People

Graeme Glew

Yorshireman Graeme Glew did not come from a wealthy background and so had to build his first racing car, a Formula Ford 1600 machine which appeared for the first time in 1977 when Glew was 22. It was called a Touraco, after a kind of bird found in Africa, and it was not competitive. The following year he scraped together enough money to buy an old Hawke DL19 chassis and for the 1979 season he managed to wheel and deal his way to a new Lola T540E.

Having bought the car he found he did not have sufficient funds to run it properly and in the mid-season offered the car for hire. He was overwhelmed with responses and realized that he had stumbled on a business opportunity. The business started with the one car which was worked on in a converted pig sty at a farm in Goole, near Hull. As the operation grew it moved to a chicken shed at the Mallory Park racing circuit near Leicester and finally to a factory in Long Eaton, not far from the Donington Park racing circuit.

Glew concentrated on running FF1600 in the novice formulae so that complete newcomers could see if they were any good at racing and one of his early clients was Julian Bailey, who went on to drive for Lotus and Tyrrell in Formula 1.

Glew quickly realized that it wiser to give the new boys some instruction before they started racing and so established a racing school at Cadwell Park, a small racing circuit in Lincolnshire known as Britain's mini-Nurburgring. Initially Glew instructed himself but eventually was too busy with his other businesses.

The mid-1980s were a period of boom for Britain but Glew found that this meant that there were fewer clients who wanted to hire racing machinery and so in 1989 he closed down Team Touraco and started Professional Sports Management, specializing in finding, placing and servicing sponsors in Formula 1 racing.
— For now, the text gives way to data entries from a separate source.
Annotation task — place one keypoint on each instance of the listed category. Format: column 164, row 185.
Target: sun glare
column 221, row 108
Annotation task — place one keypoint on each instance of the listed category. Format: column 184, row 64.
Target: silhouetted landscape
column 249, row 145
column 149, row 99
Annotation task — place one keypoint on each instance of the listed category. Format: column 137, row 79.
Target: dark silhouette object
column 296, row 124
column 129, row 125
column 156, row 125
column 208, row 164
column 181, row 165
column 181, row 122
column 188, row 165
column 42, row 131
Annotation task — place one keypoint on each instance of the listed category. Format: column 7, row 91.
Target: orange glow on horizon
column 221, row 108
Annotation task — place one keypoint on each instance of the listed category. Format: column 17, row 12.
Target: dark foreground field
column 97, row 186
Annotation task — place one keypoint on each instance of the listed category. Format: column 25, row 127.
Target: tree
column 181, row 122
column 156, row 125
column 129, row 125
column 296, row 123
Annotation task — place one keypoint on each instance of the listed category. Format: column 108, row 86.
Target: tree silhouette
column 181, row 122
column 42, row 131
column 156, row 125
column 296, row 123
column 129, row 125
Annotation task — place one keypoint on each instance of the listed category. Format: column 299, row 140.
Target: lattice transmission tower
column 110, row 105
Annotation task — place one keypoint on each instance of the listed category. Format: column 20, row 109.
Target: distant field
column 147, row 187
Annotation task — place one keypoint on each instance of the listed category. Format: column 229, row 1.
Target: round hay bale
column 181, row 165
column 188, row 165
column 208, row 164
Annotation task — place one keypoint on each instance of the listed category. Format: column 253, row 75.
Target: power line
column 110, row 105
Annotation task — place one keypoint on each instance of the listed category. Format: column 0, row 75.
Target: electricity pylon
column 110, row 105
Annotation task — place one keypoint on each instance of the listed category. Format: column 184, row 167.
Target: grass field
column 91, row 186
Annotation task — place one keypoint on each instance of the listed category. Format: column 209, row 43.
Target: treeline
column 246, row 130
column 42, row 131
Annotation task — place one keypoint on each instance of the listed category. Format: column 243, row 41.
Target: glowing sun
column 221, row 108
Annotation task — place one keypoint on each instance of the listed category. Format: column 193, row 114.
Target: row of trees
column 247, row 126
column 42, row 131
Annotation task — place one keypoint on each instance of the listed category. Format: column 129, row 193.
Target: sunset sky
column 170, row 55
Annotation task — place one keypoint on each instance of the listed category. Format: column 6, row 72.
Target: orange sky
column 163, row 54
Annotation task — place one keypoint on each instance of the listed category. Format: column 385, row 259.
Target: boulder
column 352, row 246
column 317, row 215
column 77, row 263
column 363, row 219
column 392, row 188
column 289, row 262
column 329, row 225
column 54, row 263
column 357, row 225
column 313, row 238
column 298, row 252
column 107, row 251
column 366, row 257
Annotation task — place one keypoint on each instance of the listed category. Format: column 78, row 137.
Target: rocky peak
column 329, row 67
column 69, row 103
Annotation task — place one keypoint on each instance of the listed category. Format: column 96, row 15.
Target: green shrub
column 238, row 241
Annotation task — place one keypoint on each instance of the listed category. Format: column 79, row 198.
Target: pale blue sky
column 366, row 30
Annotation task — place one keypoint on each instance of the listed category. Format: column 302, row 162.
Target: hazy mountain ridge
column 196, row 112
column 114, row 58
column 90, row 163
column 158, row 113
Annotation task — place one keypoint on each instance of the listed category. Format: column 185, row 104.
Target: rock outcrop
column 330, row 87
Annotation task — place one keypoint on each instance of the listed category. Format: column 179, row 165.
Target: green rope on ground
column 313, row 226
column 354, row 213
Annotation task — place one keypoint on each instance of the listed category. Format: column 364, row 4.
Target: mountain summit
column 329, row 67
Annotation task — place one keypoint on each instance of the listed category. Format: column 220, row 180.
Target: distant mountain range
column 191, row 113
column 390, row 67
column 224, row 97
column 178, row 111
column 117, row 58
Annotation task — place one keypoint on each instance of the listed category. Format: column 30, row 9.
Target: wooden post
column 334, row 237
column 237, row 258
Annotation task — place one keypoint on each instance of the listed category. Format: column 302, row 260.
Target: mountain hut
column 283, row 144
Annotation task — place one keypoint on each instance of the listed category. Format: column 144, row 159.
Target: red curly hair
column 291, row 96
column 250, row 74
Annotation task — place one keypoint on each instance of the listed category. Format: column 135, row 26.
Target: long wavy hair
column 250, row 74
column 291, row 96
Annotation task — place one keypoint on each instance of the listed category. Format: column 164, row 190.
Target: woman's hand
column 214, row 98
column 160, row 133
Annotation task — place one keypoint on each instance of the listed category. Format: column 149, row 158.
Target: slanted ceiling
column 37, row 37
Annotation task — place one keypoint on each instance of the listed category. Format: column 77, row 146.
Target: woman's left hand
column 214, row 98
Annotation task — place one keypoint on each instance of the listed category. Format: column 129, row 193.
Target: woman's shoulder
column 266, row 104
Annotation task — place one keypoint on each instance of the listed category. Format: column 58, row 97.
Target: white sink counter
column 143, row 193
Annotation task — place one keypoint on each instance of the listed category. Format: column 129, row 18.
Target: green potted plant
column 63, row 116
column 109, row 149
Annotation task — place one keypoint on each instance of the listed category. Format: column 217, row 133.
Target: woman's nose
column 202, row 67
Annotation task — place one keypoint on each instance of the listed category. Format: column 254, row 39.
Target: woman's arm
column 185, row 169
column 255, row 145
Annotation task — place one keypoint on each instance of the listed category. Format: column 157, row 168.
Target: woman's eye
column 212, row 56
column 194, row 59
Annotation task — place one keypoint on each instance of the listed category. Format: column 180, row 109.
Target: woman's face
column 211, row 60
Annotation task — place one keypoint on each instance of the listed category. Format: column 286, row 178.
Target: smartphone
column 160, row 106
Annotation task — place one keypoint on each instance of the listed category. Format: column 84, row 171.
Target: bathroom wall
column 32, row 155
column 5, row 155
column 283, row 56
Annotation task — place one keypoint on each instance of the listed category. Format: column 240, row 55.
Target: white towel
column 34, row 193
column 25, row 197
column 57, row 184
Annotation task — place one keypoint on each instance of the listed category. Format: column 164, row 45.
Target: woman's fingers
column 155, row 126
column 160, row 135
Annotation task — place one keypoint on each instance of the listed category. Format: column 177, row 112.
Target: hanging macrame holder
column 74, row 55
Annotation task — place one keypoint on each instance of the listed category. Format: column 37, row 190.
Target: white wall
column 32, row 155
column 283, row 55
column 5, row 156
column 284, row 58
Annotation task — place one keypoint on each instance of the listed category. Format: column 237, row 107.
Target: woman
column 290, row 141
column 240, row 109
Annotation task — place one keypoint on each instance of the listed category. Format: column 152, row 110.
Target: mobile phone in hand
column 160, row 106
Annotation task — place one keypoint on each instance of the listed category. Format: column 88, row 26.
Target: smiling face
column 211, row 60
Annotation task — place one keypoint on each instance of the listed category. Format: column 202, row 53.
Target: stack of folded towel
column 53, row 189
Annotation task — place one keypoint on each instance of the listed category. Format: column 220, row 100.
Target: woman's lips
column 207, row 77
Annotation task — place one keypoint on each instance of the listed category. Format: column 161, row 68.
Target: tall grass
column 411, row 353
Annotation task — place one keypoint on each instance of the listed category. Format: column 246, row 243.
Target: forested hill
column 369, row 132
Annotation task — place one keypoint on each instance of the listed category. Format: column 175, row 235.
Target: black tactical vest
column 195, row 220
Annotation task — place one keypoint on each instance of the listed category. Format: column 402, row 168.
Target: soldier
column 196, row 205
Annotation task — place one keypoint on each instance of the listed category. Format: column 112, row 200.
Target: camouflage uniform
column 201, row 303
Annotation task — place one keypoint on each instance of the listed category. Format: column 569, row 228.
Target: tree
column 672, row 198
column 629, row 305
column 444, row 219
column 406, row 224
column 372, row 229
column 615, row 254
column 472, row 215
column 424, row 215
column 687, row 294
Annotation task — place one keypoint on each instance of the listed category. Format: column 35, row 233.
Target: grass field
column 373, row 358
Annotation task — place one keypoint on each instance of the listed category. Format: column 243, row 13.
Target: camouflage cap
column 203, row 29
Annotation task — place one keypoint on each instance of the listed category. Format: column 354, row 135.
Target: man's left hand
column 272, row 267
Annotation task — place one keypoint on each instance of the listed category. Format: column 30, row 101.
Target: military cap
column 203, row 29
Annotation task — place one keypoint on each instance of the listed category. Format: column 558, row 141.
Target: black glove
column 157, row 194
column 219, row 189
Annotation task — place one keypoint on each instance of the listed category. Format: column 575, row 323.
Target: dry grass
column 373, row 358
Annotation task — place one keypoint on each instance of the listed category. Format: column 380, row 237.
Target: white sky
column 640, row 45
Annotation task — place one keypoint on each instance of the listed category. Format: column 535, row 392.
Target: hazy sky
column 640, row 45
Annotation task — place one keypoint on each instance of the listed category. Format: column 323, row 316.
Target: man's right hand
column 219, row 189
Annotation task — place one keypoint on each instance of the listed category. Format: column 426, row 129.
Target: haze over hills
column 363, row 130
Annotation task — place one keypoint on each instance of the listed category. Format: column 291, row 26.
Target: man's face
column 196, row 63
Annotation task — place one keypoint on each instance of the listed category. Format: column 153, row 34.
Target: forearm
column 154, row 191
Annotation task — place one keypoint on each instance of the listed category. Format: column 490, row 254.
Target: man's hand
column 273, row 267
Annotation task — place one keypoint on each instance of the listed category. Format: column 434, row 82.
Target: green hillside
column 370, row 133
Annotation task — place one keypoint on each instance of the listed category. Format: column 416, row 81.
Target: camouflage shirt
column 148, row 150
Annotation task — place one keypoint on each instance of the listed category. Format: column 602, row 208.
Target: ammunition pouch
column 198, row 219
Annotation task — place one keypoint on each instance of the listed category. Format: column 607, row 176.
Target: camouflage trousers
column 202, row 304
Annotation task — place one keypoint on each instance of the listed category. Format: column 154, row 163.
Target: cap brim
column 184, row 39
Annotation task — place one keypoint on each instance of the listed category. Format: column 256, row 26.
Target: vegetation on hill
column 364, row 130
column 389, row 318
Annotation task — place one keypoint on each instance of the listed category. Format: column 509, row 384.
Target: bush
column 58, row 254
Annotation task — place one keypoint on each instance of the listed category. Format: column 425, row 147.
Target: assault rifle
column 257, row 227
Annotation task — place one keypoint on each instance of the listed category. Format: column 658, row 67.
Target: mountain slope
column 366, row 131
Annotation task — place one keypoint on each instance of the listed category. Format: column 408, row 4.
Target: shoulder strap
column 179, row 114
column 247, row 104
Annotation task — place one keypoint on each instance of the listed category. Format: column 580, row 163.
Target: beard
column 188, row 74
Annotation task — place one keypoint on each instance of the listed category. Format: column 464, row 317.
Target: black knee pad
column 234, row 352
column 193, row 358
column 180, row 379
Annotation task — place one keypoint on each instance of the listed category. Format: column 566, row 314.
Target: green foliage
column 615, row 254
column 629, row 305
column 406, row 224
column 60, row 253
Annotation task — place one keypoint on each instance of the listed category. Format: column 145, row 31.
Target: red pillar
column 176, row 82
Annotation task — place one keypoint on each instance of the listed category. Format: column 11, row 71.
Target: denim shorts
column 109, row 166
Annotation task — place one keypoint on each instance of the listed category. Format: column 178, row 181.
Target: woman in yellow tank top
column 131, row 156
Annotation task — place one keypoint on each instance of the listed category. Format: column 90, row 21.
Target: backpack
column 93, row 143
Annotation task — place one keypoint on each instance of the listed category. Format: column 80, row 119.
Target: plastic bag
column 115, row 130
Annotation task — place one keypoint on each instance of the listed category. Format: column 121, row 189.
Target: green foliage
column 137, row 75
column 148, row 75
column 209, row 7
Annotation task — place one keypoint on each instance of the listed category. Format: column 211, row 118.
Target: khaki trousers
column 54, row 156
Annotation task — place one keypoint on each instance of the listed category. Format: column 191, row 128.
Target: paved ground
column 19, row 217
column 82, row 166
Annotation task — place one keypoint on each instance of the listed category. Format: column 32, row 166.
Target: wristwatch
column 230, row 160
There are quite a few sponsor-hunters on the fringes of F1 but Glew has made a point of concentrating on the same sponsor - food flavoring supplier Quest International - for the last four years.

Quest was initially involved with the abortive Pacific Grand Prix - Keith Wiggins and Glew having known each other since they were both racing in the late 1970s - but when that closed down Glew recommended a switch to Tom Walkinshaw's Arrows team.